Hutto is part of a growing trend. More and more young adults have started wearing dentures. For Hutto, it was her only option.
"When they pulled them all they showed them to me and they were horrible."
Hutto blamed poor dental hygiene, too many soda's and too many sweets for her rotting teeth. Those have been the main contributing factors for young adults getting dentures. But a startling number of cases can be blamed on drugs, and mostly meth use.
It's called meth mouth. Dr. Kyle Ferro said meth mouth was caused when people using meth see a decrease in saliva.

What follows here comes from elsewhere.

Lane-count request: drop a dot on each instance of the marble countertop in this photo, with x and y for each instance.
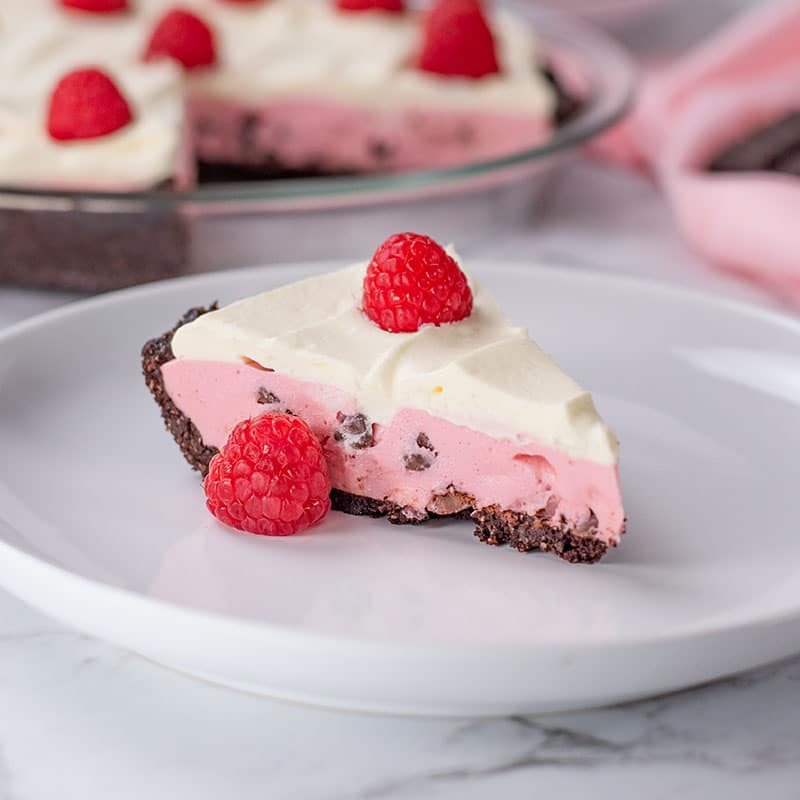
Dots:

"Saliva acts as a buffer against acidic substances. That's a major factor."
According to the Caddo/Shreveport, Louisiana Narcotics Unit, meth use in the Ark-La-Tex as an increasing problem. Thousand's of arrests have been made and it's said that once a person uses meth they are hooked.
Dr. Nicholas Goeders spent the past 20 years studying drug addiction at LSU Health Sciences Center in Shreveport. He's working on a drug that curbs a person's addiction to meth.
"We tested this compound in cocaine users and we've seen a positive signal," said Goeders, "We saw that a significant number of these people reported less cravings and less cocaine in their urine."
The product is expected to be offered to the market within the next few years.
Professional Denture Clinic has seen an increase in patients needing dentures because of meth.
"These people have ramped decay and we've seen more and more of it over the past five to eight years," said Dr. James Conly, dentist at Professional Denture Clinic.